While some libertarian voices may adhere to an absolutist approach to free speech, almost all Americans would not doubt some need for governmental regulation, especially in cases of fraud, plagiarism, and libel. (For more on the idea of absolutist speech, read the introductory chapter to Douglas M. Fraleigh and Joseph S. Tuman's Freedom of Speech in the Marketplace of Ideas.

However, in order to provide the most effective value possible in allocating congressional time and taxpayers' money, Congress must clearly prioritize issues of access over issues of restriction moving forward.

This study focuses in particular on two contemporary issues of congressional action, last year's proposed bill called the Deleting Online Predators Act (DOPA) that passed the U.S. House of Representatives but never reached a vote in the Senate, and the recently proposed bill by the new Senate encouraging the protection of net neutrality. DOPA is clearly a proposal that focuses on the government's regulatory duties, driven by fear for children being targeted on social networking sites by adult sexual predators.

Meanwhile, the issue of protecting net neutrality focuses on ensuring freedom of access for American citizens and content providers on the Internet.

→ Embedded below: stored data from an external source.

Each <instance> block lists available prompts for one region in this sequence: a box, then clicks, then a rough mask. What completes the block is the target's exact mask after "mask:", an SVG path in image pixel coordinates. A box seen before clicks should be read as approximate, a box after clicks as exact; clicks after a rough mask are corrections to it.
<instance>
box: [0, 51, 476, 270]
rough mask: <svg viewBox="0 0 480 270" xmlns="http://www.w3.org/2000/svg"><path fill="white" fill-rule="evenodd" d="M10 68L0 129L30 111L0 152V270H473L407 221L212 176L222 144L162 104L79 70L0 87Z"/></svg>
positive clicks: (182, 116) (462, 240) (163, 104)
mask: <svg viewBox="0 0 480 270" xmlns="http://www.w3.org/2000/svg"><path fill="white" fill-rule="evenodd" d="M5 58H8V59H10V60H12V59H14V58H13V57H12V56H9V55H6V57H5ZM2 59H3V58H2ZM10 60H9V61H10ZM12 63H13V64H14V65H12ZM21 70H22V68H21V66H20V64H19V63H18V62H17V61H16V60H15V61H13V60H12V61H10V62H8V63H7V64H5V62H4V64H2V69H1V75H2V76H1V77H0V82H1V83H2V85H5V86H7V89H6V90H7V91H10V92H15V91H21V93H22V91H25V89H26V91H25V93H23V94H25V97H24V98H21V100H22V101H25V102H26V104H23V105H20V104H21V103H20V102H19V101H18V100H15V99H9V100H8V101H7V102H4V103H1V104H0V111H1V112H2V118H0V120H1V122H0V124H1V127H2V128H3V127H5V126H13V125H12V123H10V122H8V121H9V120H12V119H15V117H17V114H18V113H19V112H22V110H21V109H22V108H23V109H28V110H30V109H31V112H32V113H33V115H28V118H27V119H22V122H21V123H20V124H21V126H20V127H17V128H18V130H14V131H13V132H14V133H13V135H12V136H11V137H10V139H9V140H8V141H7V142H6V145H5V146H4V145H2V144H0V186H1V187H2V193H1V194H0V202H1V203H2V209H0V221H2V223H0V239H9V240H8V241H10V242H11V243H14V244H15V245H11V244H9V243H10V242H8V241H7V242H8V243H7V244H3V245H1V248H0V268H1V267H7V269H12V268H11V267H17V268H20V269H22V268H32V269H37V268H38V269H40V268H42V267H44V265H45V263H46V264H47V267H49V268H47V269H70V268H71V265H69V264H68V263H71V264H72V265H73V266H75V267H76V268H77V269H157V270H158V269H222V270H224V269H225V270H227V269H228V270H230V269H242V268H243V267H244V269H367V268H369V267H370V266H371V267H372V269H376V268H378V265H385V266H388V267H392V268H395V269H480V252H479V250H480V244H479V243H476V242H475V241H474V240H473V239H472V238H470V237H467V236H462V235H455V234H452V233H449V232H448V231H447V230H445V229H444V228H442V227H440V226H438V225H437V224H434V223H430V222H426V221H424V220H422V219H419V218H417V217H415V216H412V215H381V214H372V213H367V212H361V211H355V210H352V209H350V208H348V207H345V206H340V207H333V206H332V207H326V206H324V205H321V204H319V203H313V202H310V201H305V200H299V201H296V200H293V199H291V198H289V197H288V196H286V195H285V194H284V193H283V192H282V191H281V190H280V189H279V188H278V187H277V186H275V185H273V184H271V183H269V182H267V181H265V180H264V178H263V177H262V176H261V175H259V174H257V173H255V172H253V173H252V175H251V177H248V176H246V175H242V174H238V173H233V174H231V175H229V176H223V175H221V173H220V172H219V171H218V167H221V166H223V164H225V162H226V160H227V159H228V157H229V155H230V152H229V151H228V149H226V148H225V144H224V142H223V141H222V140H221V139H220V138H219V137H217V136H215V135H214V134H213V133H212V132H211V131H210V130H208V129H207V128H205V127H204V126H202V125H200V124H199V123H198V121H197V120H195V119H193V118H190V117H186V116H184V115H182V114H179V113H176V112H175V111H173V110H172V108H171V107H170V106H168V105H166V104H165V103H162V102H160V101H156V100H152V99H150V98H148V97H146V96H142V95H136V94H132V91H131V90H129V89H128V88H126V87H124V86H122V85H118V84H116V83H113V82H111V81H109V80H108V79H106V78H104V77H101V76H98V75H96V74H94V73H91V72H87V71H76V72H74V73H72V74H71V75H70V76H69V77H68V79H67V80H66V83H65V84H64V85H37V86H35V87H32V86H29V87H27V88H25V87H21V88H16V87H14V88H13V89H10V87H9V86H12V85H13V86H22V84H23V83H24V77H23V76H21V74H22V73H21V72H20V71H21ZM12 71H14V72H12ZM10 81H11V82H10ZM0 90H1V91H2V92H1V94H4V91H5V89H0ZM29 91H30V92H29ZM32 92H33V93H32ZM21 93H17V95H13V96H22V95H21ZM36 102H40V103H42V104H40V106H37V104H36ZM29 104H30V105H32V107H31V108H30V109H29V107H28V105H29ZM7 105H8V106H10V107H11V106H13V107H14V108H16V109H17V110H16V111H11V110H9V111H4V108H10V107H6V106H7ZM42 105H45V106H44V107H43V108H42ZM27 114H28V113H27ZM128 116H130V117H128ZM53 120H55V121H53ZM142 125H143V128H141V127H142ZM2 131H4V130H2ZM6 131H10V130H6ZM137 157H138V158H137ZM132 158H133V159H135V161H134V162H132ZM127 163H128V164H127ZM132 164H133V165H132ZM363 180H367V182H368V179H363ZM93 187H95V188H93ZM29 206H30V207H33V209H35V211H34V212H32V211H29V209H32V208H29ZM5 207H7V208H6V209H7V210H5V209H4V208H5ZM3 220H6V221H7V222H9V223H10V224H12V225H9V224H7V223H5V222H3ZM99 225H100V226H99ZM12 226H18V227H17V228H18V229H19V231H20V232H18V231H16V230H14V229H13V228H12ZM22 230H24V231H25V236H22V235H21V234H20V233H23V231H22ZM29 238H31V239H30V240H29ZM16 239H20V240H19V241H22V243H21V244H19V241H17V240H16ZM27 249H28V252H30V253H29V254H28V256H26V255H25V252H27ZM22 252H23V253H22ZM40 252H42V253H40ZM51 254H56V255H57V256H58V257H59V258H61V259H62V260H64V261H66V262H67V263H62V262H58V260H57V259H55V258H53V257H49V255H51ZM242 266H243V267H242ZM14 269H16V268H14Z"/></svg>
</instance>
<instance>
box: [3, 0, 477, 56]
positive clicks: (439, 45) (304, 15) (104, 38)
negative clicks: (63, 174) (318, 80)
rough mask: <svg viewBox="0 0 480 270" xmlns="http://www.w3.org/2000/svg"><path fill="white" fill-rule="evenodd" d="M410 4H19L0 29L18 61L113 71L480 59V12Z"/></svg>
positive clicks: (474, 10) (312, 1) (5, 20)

These two pieces of legislation demonstrate the ways in which current Congressional actions highlight the struggles between these two perspectives, as one bill serves to restrict access to the Web content, while the other attempts to ensure continued balanced access to online sites. By examining the history of these two bills and the social arguments surrounding them, this series of posts aims to demonstrate the greater societal value in prioritizing equal and widespread access.